Aquaponics - Ripping up perfectly good things to make room for other things

I'm not sure if it's good growing practice to nurture plants until they start feeding you, then suddenly rip them out of the ground to make room for strawberries.

But I did it anyway.

I seem to remember doing this kind of thing before.

It seems my garden beds need to be a lot bigger.

My celery plants were actually doing quite well, and we had started harvesting stalks as we needed them.

These are from the original celery stubs that were left over from store bought bundles from the supermarket a year or two ago. 

I planted the empty, used up white base and they grew again and again.
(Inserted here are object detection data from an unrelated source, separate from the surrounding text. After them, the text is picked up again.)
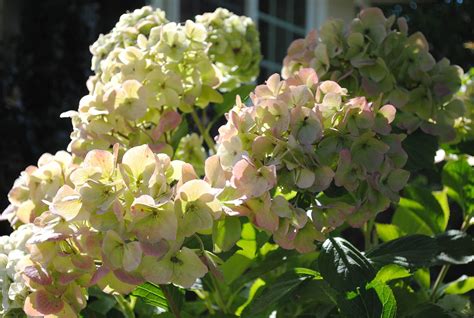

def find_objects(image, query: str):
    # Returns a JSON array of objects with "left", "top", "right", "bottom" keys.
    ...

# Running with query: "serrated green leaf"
[
  {"left": 375, "top": 223, "right": 406, "bottom": 242},
  {"left": 392, "top": 186, "right": 449, "bottom": 235},
  {"left": 318, "top": 237, "right": 375, "bottom": 291},
  {"left": 242, "top": 275, "right": 307, "bottom": 317},
  {"left": 442, "top": 157, "right": 474, "bottom": 215},
  {"left": 220, "top": 223, "right": 257, "bottom": 284},
  {"left": 434, "top": 230, "right": 474, "bottom": 265},
  {"left": 366, "top": 234, "right": 438, "bottom": 268},
  {"left": 444, "top": 275, "right": 474, "bottom": 294},
  {"left": 367, "top": 279, "right": 397, "bottom": 318},
  {"left": 132, "top": 282, "right": 168, "bottom": 310},
  {"left": 294, "top": 267, "right": 323, "bottom": 279},
  {"left": 375, "top": 264, "right": 411, "bottom": 283},
  {"left": 402, "top": 130, "right": 439, "bottom": 172}
]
When they looked like there were trying to go to seed, I just cut it all back, and left it to grow again, but the second time around there was an established root system, so they grew much better.




But I've decided that I need the real estate for strawberries, so it all had to come up, as did the basil, and the silver beat (or perhaps it's spinach).
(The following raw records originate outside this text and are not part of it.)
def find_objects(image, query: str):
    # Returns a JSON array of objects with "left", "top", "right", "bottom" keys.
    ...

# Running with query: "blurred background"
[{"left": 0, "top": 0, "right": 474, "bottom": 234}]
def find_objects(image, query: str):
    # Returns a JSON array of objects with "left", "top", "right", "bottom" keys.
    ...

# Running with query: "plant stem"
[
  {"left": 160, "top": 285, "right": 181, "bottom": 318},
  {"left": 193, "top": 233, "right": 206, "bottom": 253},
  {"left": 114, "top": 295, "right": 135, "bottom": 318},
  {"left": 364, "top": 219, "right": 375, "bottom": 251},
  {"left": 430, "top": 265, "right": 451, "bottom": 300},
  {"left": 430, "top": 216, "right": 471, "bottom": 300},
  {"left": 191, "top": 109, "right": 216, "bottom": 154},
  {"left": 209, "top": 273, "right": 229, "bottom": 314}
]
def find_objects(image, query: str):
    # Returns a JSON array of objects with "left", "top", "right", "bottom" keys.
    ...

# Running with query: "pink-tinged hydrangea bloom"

I have a lot of strawberry plants.

Someone was giving them away, and I couldn't resist. Thanks nice man who's name I don't even know.

Thanks universe.


I find myself with sixty strawberry plants, planted in dirt (and rubbish and rubble) along the side of my house, I think fifty or sixty will get crowded into a single blue barrel in the grow house, and another fifty or so might just live out their life in a shopping bag on my kitchen floor covered in weeds.

I'm still sick and it's raining, so I think I might just throw them behind the shed and come back in a year and see what happened.



120 Things in 20 years - Sees making room for new plants makes more sense than waiting a few weeks and harvesting the existing plants.